Specifieke zorgkosten zijn aftrekbaar als persoonsgebonden aftrekpost. Daaronder vallen de met ziekte of invaliditeit verband houdende uitgaven voor vervoer. Voorwaarde is dat de vervoerskosten meer bedragen dan de vervoerskosten van belastingplichtigen die niet ziek of invalide zijn maar in dezelfde financiële en maatschappelijke positie verkeren.
Een belastingplichtige met een invalide echtgenoot claimde aftrek van vervoerskosten als specifieke zorgkosten. In de procedure voor Hof Arnhem-Leeuwarden was niet in geschil dat met de gezinsauto in 2011 ruim 42.000 kilometer was gereden. Volgens de inspecteur bedroegen de autokosten € 0,35 per kilometer, waardoor de totale vervoerskosten uitkwamen op € 14.930. Een gezin in vergelijkbare omstandigheden zou gemiddeld € 5.844 per jaar aan vervoerskosten hebben uitgegeven. Toch was niet het gehele verschil aftrekbaar. De inspecteur was van mening dat het aantal verreden kilometers bovenmatig was als gevolg van persoonlijke voorkeur van de belastingplichtige. De inspecteur doelde daarmee op een vakantiereis die per auto was gemaakt naar Turkije. Volgens het hof maakt het enkele feit dat de vakantiebestemming wordt bepaald door persoonlijke voorkeur niet dat de vakantiekilometers bovenmatig zijn. Turkije is volgens het hof een gebruikelijke vakantiebestemming.

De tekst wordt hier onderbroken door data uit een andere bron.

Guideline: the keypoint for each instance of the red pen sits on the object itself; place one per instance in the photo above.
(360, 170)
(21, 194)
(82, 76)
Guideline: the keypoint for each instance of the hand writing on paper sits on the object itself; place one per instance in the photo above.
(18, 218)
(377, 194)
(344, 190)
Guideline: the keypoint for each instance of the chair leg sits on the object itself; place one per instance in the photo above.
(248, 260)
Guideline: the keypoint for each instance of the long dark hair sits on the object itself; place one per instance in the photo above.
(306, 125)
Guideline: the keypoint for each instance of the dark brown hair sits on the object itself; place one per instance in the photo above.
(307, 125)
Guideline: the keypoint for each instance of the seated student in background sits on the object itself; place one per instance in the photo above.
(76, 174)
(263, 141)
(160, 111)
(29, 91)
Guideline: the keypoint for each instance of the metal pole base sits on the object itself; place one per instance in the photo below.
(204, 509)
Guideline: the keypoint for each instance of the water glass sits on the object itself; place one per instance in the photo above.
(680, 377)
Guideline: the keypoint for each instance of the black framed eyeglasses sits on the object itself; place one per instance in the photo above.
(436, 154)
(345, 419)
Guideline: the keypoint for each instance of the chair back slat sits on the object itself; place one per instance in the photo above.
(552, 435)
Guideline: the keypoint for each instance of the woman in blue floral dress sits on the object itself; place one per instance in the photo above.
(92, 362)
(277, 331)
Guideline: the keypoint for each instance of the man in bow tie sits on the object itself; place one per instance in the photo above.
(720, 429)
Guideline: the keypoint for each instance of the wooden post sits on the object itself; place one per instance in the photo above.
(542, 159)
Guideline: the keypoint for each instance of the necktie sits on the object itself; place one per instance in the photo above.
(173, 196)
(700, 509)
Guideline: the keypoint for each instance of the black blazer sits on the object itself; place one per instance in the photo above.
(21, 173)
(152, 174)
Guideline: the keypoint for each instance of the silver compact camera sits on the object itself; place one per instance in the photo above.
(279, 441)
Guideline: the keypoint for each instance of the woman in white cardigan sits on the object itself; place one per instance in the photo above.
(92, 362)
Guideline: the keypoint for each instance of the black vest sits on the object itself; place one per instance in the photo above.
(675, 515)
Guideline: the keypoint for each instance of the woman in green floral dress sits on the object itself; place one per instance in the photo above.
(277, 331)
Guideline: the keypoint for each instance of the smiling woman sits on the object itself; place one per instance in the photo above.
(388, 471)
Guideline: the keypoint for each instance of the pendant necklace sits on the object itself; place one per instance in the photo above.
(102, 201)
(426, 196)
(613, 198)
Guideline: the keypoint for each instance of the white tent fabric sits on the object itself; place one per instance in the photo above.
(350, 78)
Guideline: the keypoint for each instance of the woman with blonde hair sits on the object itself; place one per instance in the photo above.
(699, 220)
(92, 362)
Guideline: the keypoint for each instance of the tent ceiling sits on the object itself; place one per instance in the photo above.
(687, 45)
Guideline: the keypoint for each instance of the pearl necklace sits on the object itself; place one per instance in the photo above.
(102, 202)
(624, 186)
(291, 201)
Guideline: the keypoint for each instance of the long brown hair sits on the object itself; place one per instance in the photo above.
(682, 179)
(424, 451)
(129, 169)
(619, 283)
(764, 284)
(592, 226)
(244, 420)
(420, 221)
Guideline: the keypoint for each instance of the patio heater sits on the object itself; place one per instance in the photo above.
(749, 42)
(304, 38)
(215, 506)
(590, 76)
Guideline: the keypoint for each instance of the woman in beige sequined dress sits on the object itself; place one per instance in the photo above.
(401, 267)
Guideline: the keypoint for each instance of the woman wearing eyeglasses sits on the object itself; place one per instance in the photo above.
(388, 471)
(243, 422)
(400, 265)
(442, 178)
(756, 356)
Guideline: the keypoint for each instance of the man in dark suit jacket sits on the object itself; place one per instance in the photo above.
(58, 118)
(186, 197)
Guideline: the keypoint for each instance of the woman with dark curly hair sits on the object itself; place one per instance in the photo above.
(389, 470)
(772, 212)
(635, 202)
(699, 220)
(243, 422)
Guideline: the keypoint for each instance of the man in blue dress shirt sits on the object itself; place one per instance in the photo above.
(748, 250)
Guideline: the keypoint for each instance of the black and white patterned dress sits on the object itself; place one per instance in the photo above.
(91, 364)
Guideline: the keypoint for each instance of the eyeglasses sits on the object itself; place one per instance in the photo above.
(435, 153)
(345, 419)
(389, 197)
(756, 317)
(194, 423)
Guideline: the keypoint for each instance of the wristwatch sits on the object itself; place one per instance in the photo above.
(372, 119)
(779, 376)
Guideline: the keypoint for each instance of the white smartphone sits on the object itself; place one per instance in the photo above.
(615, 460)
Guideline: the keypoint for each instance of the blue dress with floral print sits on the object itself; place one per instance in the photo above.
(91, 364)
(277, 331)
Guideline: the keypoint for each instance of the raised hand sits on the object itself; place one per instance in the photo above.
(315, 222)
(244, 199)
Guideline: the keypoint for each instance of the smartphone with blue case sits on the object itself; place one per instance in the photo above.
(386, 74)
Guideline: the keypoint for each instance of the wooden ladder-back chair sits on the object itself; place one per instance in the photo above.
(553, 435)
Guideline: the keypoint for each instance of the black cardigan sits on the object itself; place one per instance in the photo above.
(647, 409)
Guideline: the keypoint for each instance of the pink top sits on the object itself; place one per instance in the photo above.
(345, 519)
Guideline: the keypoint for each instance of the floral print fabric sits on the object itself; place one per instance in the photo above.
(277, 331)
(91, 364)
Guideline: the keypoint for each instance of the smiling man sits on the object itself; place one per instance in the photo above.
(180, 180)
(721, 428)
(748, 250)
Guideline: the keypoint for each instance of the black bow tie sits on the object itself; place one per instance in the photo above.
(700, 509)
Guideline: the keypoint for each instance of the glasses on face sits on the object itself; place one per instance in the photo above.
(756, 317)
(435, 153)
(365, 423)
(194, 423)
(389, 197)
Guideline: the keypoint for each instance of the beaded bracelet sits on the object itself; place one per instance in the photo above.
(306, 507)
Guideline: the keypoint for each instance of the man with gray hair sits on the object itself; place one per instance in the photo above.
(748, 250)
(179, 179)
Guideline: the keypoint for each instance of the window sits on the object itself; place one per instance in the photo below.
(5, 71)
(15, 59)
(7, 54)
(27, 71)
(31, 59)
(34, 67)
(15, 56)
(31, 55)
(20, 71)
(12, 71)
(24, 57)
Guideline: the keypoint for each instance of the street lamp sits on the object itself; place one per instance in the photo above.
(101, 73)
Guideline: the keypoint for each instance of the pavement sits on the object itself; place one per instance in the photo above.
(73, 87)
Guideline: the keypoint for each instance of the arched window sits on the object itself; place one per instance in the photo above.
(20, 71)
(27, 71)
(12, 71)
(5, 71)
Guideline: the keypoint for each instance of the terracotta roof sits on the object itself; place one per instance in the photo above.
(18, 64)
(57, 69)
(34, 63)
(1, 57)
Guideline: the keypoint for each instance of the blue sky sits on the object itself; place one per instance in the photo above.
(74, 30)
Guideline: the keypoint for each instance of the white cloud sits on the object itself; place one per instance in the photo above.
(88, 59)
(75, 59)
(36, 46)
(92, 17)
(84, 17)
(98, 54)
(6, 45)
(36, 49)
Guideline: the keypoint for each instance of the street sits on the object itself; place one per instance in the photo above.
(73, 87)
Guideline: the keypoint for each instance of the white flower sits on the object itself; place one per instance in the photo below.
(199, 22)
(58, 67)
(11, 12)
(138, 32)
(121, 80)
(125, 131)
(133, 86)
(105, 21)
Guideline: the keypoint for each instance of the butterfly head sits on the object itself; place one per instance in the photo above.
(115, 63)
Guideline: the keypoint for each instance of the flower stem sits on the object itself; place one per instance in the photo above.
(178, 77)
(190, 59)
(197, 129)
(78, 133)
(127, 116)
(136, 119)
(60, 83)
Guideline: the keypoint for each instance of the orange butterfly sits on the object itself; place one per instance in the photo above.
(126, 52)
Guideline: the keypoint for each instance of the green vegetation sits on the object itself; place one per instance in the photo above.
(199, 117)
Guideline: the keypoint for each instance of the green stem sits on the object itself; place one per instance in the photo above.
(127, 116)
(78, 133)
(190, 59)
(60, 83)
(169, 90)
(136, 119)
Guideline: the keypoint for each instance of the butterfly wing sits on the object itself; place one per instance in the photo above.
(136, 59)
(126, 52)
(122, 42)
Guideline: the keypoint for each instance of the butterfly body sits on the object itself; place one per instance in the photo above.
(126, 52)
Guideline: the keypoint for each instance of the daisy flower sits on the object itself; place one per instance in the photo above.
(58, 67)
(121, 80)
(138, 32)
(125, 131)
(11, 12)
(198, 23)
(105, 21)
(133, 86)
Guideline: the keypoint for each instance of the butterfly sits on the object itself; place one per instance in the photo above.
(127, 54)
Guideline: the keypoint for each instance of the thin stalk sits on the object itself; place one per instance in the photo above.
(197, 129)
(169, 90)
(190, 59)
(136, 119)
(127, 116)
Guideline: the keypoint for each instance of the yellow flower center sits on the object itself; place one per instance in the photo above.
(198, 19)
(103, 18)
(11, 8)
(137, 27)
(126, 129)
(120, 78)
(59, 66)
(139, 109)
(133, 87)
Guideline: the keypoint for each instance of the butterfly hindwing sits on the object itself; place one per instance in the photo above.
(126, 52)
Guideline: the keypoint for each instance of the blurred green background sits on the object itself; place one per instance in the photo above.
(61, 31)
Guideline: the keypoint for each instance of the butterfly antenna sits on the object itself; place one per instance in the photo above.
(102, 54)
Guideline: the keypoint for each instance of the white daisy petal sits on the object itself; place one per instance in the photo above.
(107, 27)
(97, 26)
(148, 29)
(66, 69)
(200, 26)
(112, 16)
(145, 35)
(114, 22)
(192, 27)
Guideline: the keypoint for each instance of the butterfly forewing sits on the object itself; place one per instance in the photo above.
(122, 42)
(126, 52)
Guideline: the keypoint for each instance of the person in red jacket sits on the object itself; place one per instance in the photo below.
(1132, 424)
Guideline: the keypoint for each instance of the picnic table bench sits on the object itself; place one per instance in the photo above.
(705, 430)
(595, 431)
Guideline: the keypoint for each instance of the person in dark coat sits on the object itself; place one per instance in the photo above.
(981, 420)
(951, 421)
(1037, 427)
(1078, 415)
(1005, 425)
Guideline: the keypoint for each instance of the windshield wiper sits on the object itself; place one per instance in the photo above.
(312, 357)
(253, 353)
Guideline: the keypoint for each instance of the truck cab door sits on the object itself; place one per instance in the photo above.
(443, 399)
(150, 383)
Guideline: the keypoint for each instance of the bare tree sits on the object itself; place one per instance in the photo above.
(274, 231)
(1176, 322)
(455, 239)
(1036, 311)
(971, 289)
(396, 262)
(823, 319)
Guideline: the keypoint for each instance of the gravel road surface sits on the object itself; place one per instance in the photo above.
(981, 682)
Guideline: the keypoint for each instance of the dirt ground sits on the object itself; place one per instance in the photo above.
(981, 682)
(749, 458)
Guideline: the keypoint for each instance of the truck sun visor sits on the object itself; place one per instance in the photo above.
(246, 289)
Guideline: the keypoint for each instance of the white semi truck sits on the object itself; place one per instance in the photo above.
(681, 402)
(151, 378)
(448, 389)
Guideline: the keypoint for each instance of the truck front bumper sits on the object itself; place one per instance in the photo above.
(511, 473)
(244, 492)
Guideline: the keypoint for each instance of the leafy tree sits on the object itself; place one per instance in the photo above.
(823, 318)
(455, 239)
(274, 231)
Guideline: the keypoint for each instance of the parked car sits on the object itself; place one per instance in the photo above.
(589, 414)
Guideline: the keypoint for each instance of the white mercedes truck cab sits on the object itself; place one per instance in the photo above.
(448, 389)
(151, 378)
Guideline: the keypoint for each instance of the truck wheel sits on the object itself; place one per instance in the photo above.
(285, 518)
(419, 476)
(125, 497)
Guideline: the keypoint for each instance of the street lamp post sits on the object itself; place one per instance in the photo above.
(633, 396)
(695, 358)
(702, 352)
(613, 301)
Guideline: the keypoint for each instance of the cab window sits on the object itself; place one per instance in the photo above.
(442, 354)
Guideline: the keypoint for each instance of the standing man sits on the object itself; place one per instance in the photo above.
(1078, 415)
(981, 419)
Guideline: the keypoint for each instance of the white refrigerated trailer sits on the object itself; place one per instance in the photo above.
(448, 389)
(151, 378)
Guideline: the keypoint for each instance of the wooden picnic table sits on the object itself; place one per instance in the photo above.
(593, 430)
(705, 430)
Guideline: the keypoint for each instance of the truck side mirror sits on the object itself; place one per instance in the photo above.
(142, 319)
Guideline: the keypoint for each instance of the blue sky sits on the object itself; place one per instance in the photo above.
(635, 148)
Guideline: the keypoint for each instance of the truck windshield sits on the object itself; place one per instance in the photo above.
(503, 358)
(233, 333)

Het hof vond aannemelijk dat in elk geval 37.000 van de ruim 42.000 gereden kilometers niet bovenmatig waren. Op basis van dit aantal kilometers kwamen de autokosten uit op een bedrag van 37.000 × € 0,35 = € 12.950. Verminderd met de voor zakelijk verreden kilometers ontvangen vergoeding van de werkgever ad € 1.098 kwam een bedrag van € 11.852 aan autokosten voor rekening van het gezin. Dat bedrag was € 6.008 hoger dan een vergelijkbaar gezin zonder invalide persoon aan vervoerskosten uitgeeft. De belastingplichtige had recht op de geclaimde aftrek van extra vervoerskosten.